Tonight. After this. Then they could touch all they wanted. “We should run, soon.”
Damian’s eyes darkened. “Yes. We should.”
Jun allowed himself a real smile. He nodded and turned away, following Mi Hi’s direction to his seat in the center of the open space in front of the half-circle of chairs. He settled and faced the array of strangers. The lights on his face made it hard to focus on anyone. But again, that was something he was used to.
Someone to the left started to speak, reciting the date, time, place, and persons present. Then the voice addressed him. “Please state your name and age.”
“Do you want my legal Korean age and name or my US one?”
“If you have two legal identities and ages, please state both.”
Jun rattled them off.
A woman in the crowd raised her hand. “Why are the birth dates different?”
“My US records are the ones I know to be accurate, but I’ve lived with my Korean records since I was nine years old. I don’t know why I was assigned a different birth date for those records. My guardians told me they were correct.”
The woman nodded and motioned the questioner to continue.
“Mr. Gang, please tell us, in your own words, what happened starting the night of December twenty-fourth and include any necessary background information from previous events as necessary. Continue through December twenty-seventh. Are those the dates you wanted to make a record of?”
Jun nodded. “Yes.” He closed his eyes and gathered his thoughts. “My manager, Bak Gyeong, gave me an ultimatum…”
It was as if he was listening to someone else talk. Hearing himself recount Bak’s sacking his room, the taking of his phone and key card, the climb out the window, finding Mi Hi, calling Damian, meeting Damian. It all sounded so clinical. He left out the part about running away from the hotel. It wasn’t necessary. He did include when his bandmates joined them. He skimmed over that night in technical terms of sleeping and planning. He referred them to video evidence of the press conference the next morning.
Then he supported his account of the fake arrest by referring them to the video Mi Hi had held on to. Damian played it so it could be entered into the record. Jun didn’t watch. He didn’t want to. And then, when it was done, he kept talking. Distantly, so distantly, as if he wasn’t even listening to his own words anymore about the drive up the mountain, the blindfold, walking on rich hardwood floors, the bath, the clothes, the garden. He was staring straight ahead at a point on the wall beyond the lights, and his mouth was moving, dragging him onward, but there was nothing else. He was speaking from a script he hadn’t even known he had, breaking down each step. Meeting the police chief, the man in black, the conversation, the alcohol, being hit, kicked, and the threat to Su-jin. And then throwing the table.

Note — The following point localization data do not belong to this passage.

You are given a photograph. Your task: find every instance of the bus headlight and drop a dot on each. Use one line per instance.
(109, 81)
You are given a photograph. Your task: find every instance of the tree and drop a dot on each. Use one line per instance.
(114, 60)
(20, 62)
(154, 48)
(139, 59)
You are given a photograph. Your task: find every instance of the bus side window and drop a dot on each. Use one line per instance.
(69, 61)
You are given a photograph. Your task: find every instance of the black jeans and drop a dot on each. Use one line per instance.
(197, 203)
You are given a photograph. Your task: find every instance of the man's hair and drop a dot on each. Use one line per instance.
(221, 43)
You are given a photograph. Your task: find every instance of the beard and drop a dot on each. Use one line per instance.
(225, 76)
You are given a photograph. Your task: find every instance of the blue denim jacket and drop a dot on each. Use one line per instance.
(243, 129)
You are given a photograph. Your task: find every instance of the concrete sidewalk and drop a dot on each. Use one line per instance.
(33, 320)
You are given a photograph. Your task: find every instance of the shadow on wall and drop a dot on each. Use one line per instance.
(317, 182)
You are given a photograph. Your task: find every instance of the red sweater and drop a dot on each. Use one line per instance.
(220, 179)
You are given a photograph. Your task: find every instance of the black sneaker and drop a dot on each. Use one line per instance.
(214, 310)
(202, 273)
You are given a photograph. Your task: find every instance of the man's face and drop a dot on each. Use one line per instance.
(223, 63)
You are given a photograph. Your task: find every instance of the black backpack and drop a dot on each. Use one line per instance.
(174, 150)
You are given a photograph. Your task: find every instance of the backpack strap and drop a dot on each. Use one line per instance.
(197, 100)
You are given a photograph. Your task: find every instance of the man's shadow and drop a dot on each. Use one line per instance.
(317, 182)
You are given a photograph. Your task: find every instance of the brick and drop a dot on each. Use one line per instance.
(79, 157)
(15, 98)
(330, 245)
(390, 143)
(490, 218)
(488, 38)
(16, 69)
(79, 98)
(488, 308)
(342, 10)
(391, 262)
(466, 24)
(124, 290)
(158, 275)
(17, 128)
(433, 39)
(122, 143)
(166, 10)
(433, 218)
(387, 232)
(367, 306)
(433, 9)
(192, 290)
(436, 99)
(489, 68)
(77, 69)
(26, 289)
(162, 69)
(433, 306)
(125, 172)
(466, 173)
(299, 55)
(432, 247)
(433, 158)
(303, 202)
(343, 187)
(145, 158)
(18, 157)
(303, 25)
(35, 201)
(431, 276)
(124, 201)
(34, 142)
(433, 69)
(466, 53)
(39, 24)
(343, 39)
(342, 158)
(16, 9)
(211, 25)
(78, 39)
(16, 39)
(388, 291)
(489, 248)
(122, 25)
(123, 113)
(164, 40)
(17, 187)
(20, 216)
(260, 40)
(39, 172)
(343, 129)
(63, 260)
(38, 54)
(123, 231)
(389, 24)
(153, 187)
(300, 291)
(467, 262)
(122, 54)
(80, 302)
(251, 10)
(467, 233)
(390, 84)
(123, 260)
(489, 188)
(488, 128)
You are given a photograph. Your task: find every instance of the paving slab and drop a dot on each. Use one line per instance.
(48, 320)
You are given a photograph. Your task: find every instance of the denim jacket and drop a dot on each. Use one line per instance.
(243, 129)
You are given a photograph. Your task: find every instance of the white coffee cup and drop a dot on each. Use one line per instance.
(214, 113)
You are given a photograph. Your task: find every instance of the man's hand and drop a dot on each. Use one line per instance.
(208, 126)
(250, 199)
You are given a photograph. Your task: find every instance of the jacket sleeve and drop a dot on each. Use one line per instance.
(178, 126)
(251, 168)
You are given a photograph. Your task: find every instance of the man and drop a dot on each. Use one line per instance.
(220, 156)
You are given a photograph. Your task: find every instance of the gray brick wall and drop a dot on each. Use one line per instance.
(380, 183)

It went on and on. He was staring at the snow in his mind. His limbs were as cold now as they had been that night. That point on the wall was drawing him forward, and his mouth followed it. The drive, the old man in the house, the fire station, the hospital, seeing Damian again, the plane ride. The difficulty of getting anyone to open an investigation.
“In about twelve hours, someone has threatened to publicly accuse me of murder. No one was listening, so that is why we are here today. So that the story cannot be lost.”
He stopped speaking. There was nowhere else to go. The black point on the wall had run out of metaphorical road to draw him down.
It was done. They would ask questions now. In fact, they were already asking, but the story had been told. He let the technician set up the lie detector. Someone asked him questions. It didn’t matter. He answered with either yes, no, or I don’t know. They returned to his name a few times. He expounded on the confusion. There was no resistance, no weight to any of it.
A few of the questions were in Korean. He’d given his testimony in English so that his defense attorney could understand. There must have been a translator working in the background; everyone seemed to have understood what he said.
The questions stopped. The technician took away the sensors from his skin.
He stood, flexing his fingers, and walked toward Damian.
Damian extended his hand, taking Jun’s in his own. “It’s done.” He rubbed Jun’s fingers. “You’re cold.”
Jun just looked at him. Damian nodded and dropped his hand.
Around them, people were packing up. Some of them were signing things. Copies of the video were being checked. Damian shook hands with a few people. A few people extended their hands to Jun. The video conferences winked off. Mi Hi waved them out, indicating she had everything. They moved down to the first-floor lobby and then to the car. Cedric held the door open.
Jun waited until the tinted doors had closed around them before sagging into his seat and closing his eyes.
“Was it enough?”
“We’ll see.”
“When do we go to the Estate?”
“As soon as we get back to The Residency and get our things.”
Jun pulled off his coat and sat on the floor, petting Artemis as soon as they got through the door. Overhead, Émeric and Damian were talking. It was just sound. He heard them, but he didn’t comprehend. All of it was just sound except for touching Artemis’s soft coat. Damian crouched down beside Jun. “Do you want to bring Artemis with?”